To adapt to different environmental conditions, tissue-specific metabolic pathways are regulated by tissue-specific metabolic coactivators in order to maintain energy and nutrient homeostasis.

PGC-1α is a major coactivator involved in hormonal and nutrient regulation of glucose and fatty acid metabolism in liver and muscle [29]. With a normal diet, hepatic gluconeogenesis is downregulated through acetylation of PGC-1α by GCN5, which is a component of a PGC-1α containing complex [29] (Figure 2a). Acetylation of PGC-1α by GCN5 translocates PGC-1α from cognate promoter regions to nuclear foci. Although the identity of these nuclear foci is not known, they are colocalized with RIP140, a transcriptional repressor of NRs.

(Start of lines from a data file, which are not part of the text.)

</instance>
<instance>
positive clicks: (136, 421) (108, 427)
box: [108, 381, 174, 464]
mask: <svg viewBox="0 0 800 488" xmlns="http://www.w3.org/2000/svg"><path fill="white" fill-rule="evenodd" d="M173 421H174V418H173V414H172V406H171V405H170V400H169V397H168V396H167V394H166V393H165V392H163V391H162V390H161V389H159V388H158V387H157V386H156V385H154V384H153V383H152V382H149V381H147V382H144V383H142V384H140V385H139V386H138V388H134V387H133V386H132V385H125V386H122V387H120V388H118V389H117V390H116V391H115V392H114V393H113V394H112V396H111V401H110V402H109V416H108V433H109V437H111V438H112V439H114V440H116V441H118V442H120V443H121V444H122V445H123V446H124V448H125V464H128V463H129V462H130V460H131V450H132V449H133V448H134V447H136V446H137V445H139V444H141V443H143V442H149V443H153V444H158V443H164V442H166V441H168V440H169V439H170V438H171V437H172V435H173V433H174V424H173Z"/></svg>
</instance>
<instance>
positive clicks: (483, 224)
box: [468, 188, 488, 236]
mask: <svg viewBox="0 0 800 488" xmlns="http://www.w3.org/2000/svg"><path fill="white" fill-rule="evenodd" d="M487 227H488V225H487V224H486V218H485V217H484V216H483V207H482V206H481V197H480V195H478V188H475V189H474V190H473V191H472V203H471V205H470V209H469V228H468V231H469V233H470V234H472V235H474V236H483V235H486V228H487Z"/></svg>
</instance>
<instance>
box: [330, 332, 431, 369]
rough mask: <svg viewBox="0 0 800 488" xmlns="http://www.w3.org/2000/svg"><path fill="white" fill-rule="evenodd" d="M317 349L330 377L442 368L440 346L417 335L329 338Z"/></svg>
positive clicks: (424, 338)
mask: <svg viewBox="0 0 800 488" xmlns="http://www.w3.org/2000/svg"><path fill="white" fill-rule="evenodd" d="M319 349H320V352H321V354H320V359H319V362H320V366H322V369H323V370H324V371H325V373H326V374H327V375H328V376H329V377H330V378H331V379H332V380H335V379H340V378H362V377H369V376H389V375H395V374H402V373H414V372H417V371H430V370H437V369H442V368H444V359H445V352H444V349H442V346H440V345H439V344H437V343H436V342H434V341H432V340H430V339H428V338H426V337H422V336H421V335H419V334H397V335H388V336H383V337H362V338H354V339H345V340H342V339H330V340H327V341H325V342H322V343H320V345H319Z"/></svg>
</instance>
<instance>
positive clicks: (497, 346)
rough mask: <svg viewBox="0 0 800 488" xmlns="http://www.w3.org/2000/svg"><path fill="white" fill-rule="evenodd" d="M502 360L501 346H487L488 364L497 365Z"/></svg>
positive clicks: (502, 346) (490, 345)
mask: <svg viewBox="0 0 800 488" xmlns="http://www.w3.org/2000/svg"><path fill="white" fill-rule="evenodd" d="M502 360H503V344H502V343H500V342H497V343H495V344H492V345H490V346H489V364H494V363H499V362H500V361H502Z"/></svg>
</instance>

Therefore, redistribution of acetylated PGC-1α to nuclear foci inhibits PGC-1α activity required for gluconeogenesis. During starvation or caloric restriction, however, levels of silent information regulator 2/sirtuin 1(SIRT1) deacetylase are increased in hepatocytes to deacetylate PGC-1α. In contrast to acetylation, however, deacetylation of PGC-1α by SIRT1 induces its translocation from nuclear foci to cognate gene promoter regions, inducing gene transcription for glucose-dependent fatty acid oxidation [38] (Figure 2a). Therefore, nutrient signals modulate the ratio of GCN5 to SIRT1, influencing the acetylation status of PGC-1α for the regulation of glucose and fatty acid metabolism in liver.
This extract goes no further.